Submit to this Journal Review for this Journal Propose a Special Issue

Article Menu

Share Help Cite Discuss in SciProfiles

Open AccessArticle

Peer-Review Record

An Application of Inverse Reinforcement Learning to Estimate Interference in Drone Swarms

Entropy 2022, 24(10), 1364; https://doi.org/10.3390/e24101364

by Keum Joo Kim^1,*, Eugene Santos, Jr.¹, Hien Nguyen² and Shawn Pieper²

Reviewer 1: Anonymous

Reviewer 2:

Mahsa Foruhandeh

Entropy 2022, 24(10), 1364; https://doi.org/10.3390/e24101364

Submission received: 31 July 2022 / Revised: 17 September 2022 / Accepted: 20 September 2022 / Published: 27 September 2022

(This article belongs to the Special Issue An Entropy Approach to the Structure and Performance of Interdependent Autonomous Human Machine Teams and Systems (A-HMT-S))

Round 1

Reviewer 1 Report

Please add more references and improve the readability of the paper.

Could you please use deep learning methods and compare the results with SVM?

A random forest model is used, it would be good if you provide some results based on a decision tree method as well.

Author Response

Please add more references and improve the readability of the paper.

Thank you for this suggestion. We have added more references and rewritten the abstract and discussion to better address the objectives and approaches taken to improve the readability. We added two more figures (i.e., Figure 1 and 2) to improve readability.

Could you please use deep learning methods and compare the results with SVM?

We conducted additional experiments by applying deep learning as suggested and extended the paper to include additional results in section 3.3.1.2. By SVM, we obtained the overall mean accuracy of 0.523 with a standard deviation of 0.1750. By deep learning, we obtained the overall mean accuracy of 0.826 with a standard deviation of 0.0298. Deep learning provided better accuracies with less deviations.

A random forest model is used, it would be good if you provide some results based on a decision tree method as well.

As suggested, we conducted additional experiments by applying decision tree and integrated the results in section 3.3.1.1. Compared with the results by RF that provided the overall mean accuracy of 0.563 with a standard deviation of 0.2037, Decision Tree provided the overall mean accuracy of 0. 4548 with a standard deviation of 0. 1102. RF showed higher accuracies than Decision Tree.

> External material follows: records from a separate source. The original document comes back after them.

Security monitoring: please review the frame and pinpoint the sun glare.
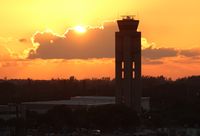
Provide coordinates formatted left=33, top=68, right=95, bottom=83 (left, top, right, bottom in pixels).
left=75, top=26, right=86, bottom=33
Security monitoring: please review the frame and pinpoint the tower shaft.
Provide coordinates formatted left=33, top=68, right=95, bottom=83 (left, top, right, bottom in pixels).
left=115, top=17, right=141, bottom=111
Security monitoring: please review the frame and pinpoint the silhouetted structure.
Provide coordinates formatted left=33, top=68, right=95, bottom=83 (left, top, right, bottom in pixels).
left=115, top=16, right=141, bottom=111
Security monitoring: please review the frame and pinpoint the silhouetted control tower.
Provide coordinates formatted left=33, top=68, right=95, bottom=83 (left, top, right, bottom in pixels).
left=115, top=16, right=141, bottom=111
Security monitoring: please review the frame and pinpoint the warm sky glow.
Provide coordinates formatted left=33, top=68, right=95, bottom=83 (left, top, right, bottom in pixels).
left=75, top=26, right=86, bottom=33
left=0, top=0, right=200, bottom=79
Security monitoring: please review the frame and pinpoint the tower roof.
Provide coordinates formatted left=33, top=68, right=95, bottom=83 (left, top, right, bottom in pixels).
left=117, top=16, right=139, bottom=31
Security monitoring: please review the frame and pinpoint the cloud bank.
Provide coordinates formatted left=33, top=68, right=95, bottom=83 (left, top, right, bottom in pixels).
left=27, top=22, right=200, bottom=61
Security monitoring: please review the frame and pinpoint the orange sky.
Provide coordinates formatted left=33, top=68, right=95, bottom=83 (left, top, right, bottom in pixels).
left=0, top=0, right=200, bottom=79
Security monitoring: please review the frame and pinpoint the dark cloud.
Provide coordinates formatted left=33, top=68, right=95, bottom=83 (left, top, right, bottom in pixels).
left=29, top=22, right=117, bottom=59
left=142, top=47, right=178, bottom=59
left=27, top=22, right=200, bottom=60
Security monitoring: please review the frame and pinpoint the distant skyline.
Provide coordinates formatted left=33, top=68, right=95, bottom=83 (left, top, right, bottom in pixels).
left=0, top=0, right=200, bottom=79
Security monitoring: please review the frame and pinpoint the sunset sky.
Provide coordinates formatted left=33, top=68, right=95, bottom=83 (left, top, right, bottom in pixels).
left=0, top=0, right=200, bottom=79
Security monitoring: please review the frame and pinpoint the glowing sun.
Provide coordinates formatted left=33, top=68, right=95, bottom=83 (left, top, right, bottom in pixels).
left=74, top=26, right=86, bottom=33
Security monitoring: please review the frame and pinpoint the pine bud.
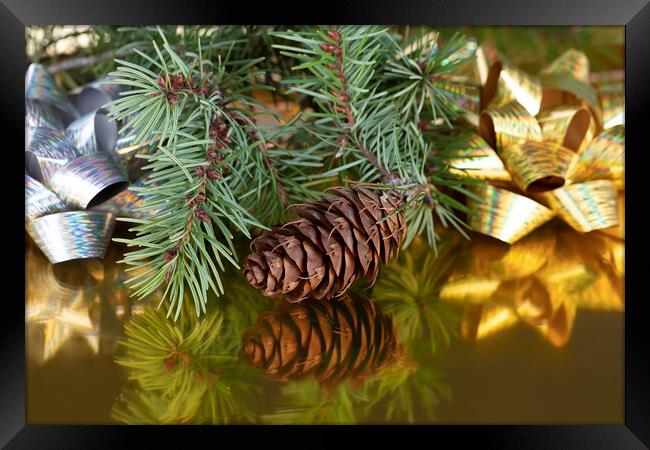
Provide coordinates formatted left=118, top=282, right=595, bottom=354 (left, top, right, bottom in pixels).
left=424, top=164, right=438, bottom=175
left=157, top=73, right=167, bottom=89
left=167, top=92, right=178, bottom=105
left=194, top=208, right=210, bottom=222
left=424, top=194, right=433, bottom=209
left=163, top=356, right=176, bottom=372
left=232, top=114, right=246, bottom=125
left=327, top=29, right=341, bottom=42
left=169, top=74, right=185, bottom=90
left=163, top=248, right=176, bottom=262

Author Response File: Author Response.docx

Reviewer 2 Report

In this paper authors monitor movements of drone swarms and use the entropy & interference associated with them to make inferences on the original intent of the drones. They simulate a variety of command styles and combat strategies to validate their result.

Strong point:

++The topic is relevant and interesting, the market is ready for this.

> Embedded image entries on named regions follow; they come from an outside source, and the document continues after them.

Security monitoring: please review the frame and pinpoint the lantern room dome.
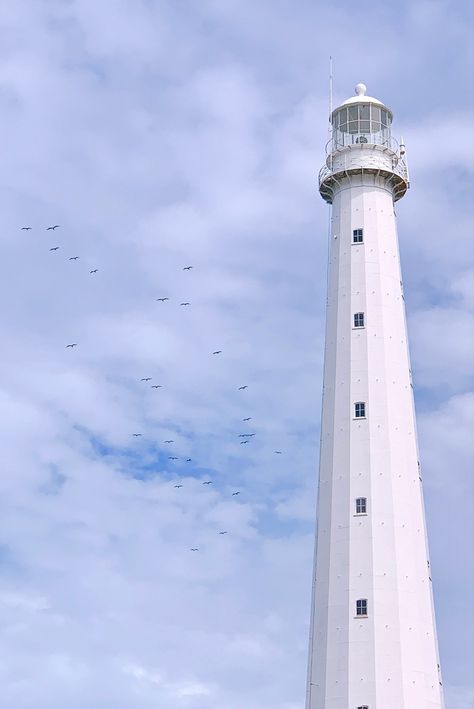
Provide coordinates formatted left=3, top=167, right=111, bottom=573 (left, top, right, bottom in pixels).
left=333, top=83, right=392, bottom=116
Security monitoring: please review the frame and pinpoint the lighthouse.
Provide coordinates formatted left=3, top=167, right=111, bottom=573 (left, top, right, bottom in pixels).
left=306, top=84, right=444, bottom=709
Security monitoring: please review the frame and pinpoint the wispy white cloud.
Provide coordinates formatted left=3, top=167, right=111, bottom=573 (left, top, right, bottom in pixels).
left=0, top=0, right=473, bottom=709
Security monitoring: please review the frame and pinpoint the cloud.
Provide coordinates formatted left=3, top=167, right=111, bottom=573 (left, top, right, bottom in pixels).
left=0, top=0, right=473, bottom=709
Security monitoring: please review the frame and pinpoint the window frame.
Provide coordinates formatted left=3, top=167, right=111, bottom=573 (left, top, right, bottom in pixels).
left=354, top=497, right=367, bottom=517
left=356, top=598, right=369, bottom=618
left=352, top=312, right=365, bottom=330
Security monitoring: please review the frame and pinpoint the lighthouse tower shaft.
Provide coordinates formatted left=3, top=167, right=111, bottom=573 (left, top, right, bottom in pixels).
left=306, top=85, right=444, bottom=709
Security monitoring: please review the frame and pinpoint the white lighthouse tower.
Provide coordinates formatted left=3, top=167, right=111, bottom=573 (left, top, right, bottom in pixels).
left=306, top=84, right=444, bottom=709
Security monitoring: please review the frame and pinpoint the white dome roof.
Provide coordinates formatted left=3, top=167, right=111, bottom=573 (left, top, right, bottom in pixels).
left=333, top=84, right=392, bottom=114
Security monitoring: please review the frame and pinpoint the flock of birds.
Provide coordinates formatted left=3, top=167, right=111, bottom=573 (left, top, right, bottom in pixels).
left=21, top=224, right=283, bottom=552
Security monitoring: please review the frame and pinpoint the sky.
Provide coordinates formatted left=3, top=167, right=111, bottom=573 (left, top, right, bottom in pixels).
left=0, top=0, right=474, bottom=709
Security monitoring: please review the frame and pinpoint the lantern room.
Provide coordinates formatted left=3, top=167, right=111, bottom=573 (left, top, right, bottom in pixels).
left=331, top=84, right=392, bottom=151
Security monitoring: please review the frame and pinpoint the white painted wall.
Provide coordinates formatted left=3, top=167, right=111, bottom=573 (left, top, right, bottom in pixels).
left=306, top=160, right=444, bottom=709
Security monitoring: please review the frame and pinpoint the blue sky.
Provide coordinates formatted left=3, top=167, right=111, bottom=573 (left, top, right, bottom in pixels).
left=0, top=0, right=474, bottom=709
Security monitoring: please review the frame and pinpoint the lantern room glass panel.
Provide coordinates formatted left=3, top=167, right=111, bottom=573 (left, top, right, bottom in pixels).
left=332, top=103, right=391, bottom=150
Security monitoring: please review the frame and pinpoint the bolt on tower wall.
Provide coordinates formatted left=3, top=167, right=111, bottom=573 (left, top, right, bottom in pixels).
left=306, top=84, right=444, bottom=709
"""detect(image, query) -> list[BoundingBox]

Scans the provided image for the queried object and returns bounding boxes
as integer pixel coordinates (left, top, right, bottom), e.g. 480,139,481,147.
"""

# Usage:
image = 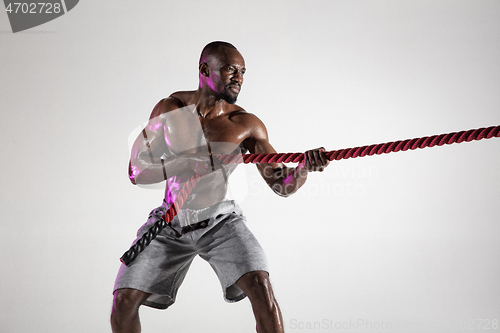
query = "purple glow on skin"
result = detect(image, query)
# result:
128,165,139,180
165,133,172,147
283,173,293,186
165,176,181,205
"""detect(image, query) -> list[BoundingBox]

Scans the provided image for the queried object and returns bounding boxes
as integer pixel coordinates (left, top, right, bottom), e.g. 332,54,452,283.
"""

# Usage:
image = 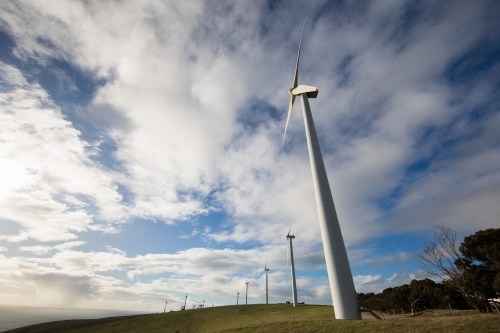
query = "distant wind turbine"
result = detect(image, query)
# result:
245,281,248,305
264,259,269,304
283,23,361,319
286,222,298,307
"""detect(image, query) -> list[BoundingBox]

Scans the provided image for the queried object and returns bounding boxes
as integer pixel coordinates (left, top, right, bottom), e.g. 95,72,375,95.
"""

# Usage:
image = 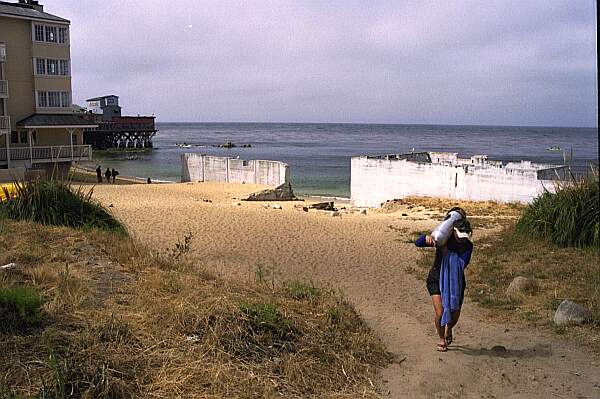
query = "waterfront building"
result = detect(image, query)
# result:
0,0,97,179
84,94,157,150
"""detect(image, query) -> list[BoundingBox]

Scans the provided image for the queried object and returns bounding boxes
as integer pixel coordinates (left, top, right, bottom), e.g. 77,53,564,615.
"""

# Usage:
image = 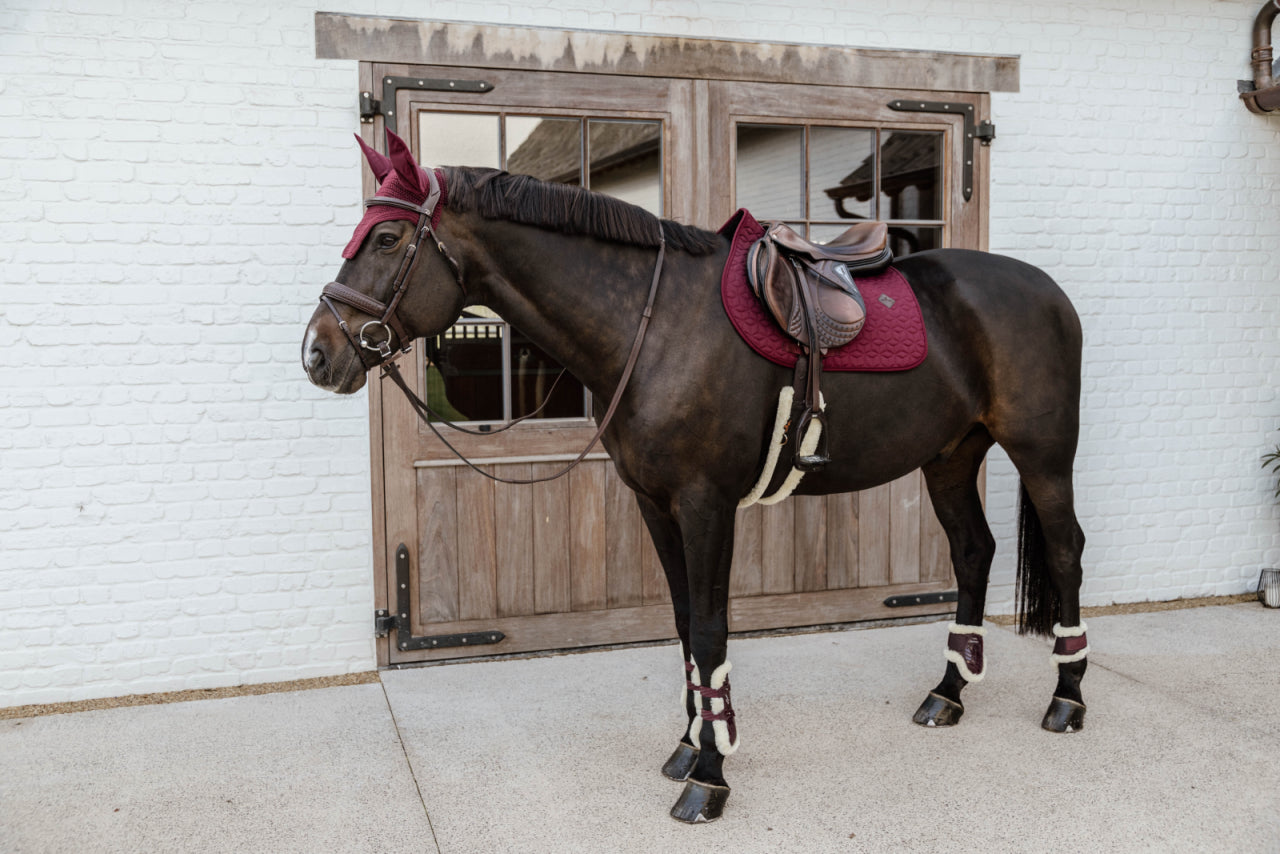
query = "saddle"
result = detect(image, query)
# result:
746,223,893,471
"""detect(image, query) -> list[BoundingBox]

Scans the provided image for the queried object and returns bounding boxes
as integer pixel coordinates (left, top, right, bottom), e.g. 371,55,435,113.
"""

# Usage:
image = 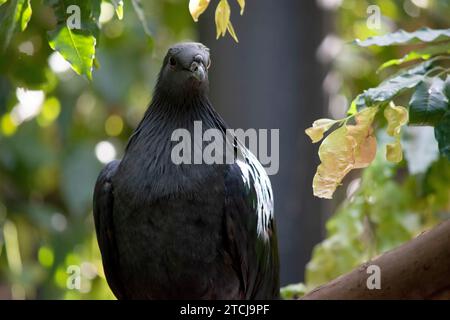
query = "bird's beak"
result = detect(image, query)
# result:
189,61,206,81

++The main contribution, which is associating predictability with interference, is a no cost solution for a relevant problem.

Weakpoint:

—Writing needs improvement.

—The paper lacks scientific value.

—The paper lacks benchmarking.

Comments:

The writing quality is poor and needs to be improved significantly, otherwise the work is not ready to get published. The authors have written the paper as their work progressed which makes it more like a lab report than a journal paper. Sometimes the paper is too wordy and there is a lot of details on intermediate results which has made the authors compromise on high level conclusions and interpretations. Please apply this carefully to the manuscript before submitting a revision.

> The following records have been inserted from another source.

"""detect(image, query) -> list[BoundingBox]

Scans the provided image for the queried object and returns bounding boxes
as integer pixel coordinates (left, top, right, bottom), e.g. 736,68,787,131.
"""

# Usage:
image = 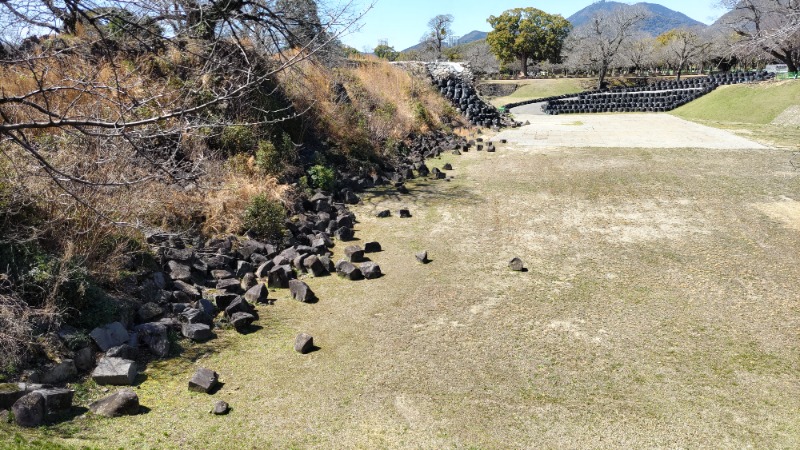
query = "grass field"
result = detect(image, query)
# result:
0,121,800,449
482,78,585,107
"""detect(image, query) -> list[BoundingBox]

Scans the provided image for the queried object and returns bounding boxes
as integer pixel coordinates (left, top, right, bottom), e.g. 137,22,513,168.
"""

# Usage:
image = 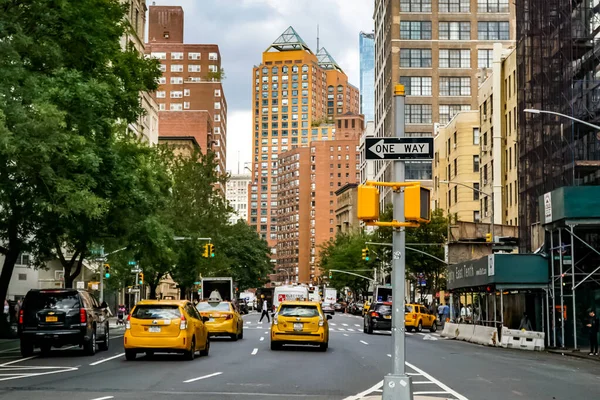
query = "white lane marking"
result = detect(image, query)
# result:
90,353,125,366
405,362,469,400
344,381,383,400
183,372,222,383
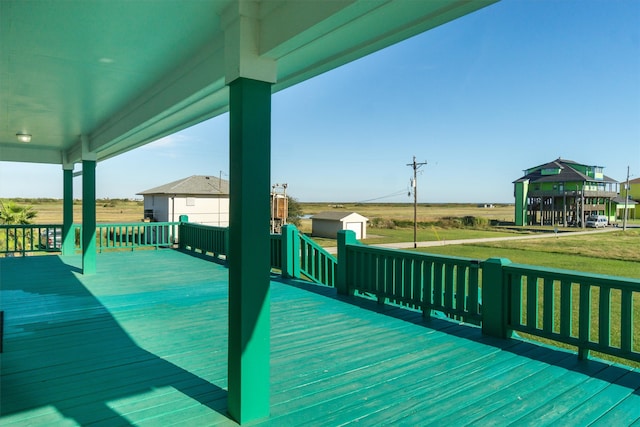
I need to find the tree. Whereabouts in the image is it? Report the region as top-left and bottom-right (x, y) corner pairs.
(0, 202), (38, 225)
(0, 202), (38, 252)
(287, 195), (304, 227)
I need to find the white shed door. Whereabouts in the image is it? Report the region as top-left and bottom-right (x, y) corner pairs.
(346, 222), (362, 239)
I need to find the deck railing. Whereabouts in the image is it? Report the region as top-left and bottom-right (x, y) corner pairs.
(0, 218), (640, 362)
(96, 222), (179, 252)
(298, 233), (338, 286)
(503, 263), (640, 362)
(178, 221), (229, 257)
(338, 233), (482, 324)
(0, 222), (179, 256)
(0, 224), (62, 256)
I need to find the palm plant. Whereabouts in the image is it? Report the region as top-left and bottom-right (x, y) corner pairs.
(0, 201), (38, 252)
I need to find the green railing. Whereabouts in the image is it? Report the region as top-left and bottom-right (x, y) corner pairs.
(298, 233), (338, 286)
(0, 218), (640, 362)
(338, 234), (482, 324)
(0, 224), (62, 256)
(270, 234), (286, 270)
(336, 231), (640, 362)
(0, 222), (179, 256)
(94, 222), (179, 252)
(178, 222), (229, 257)
(503, 263), (640, 362)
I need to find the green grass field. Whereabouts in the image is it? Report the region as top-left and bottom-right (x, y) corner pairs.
(417, 228), (640, 279)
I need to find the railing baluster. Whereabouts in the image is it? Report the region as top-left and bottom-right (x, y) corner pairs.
(578, 283), (591, 359)
(542, 277), (555, 332)
(598, 286), (611, 347)
(527, 275), (538, 329)
(620, 289), (640, 352)
(560, 280), (573, 338)
(508, 273), (523, 328)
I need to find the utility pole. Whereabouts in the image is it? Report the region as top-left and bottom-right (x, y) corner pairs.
(622, 166), (629, 231)
(407, 156), (427, 249)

The paper title is way too general.

Here is how the abstract begins: it informs the reader of existing challenges, and jumps to how to tackle them without actually introducing the challenges. Plz update the abstract.

Introduction includes low level details which can be replaced with high level main contributions and why they are important or how they have been overlooked in the SOTA.

In the last paragraph of the introduction authors claim to have experimental results in addition to simulations which in my opinion has not happened!

In the beginning of Section 2, how do you choose the number of drones in the swarm? You need to justify the practicality of this number by adding a reference.

It would be nice to add graphics with sequence of events to show the application of Markov series in DTM studies. Plz take this as a suggestion.

The results pertaining to “interference” are counterintuitive and there is no clarification on this in the main body of the paper. “The groups that experience more interference, perform better”!!! Isn’t more interference a corollary of less predictability? Is the ultimate goal of the friend/foe drone swarms to be less predictable?

In Section 2.3, “Interference leads to observed values being different from the actual values”. A few sentences after this state that it is a double edged sword and could be good or bad. I do not think the writing is well enough so the ppl who are not experts in this field could read and understand the work.

First paragraph of Section 2.3 could be rephrased to improve its fluency.

Why is entropy in Eq. 8 representing uncertainty? How does the formula convey this meaning? This is another instant throughout this work that a counterintuitive statement is not elaborated on!

Where in the paper is the function f(.) in equation 9 defined in mathematical form? If I am correct, g(.) is the predictive accuracy which might not have a closed from. Is that correct?

In Section 3.1, what is the criteria for winning the game?

In Section 3.3.1, “The ally side strategy is more predictable than the enemy side for AdaBoost”. Why does this happen? (Please apply this to the entire paper, such conclusions and interpretations are more important than reporting the numbers).

RF is the chosen method here, how do the authors avoid overfitting as the main drawback of using RF in learning?

Can figure 5 be used to find a good estimate for the earlier mentioned function f(.)?

The same figure lacks proper labeling in subfigures A and B.

What is the upper bound for the interference numbers in figure 10? The color scale on the right does not cover the numbers within the heatmap. For instance, 10 is not within the scale. Plz update the graph and add more intuitive sentences to the caption.

The paper has many intermediate results. In my opinion Figure 11 could be removed since it is followed by Figure 12 which is the final and last observation.

Please add a flow graph to show the high level steps of your work including input and output. This could be at the intro or section 2.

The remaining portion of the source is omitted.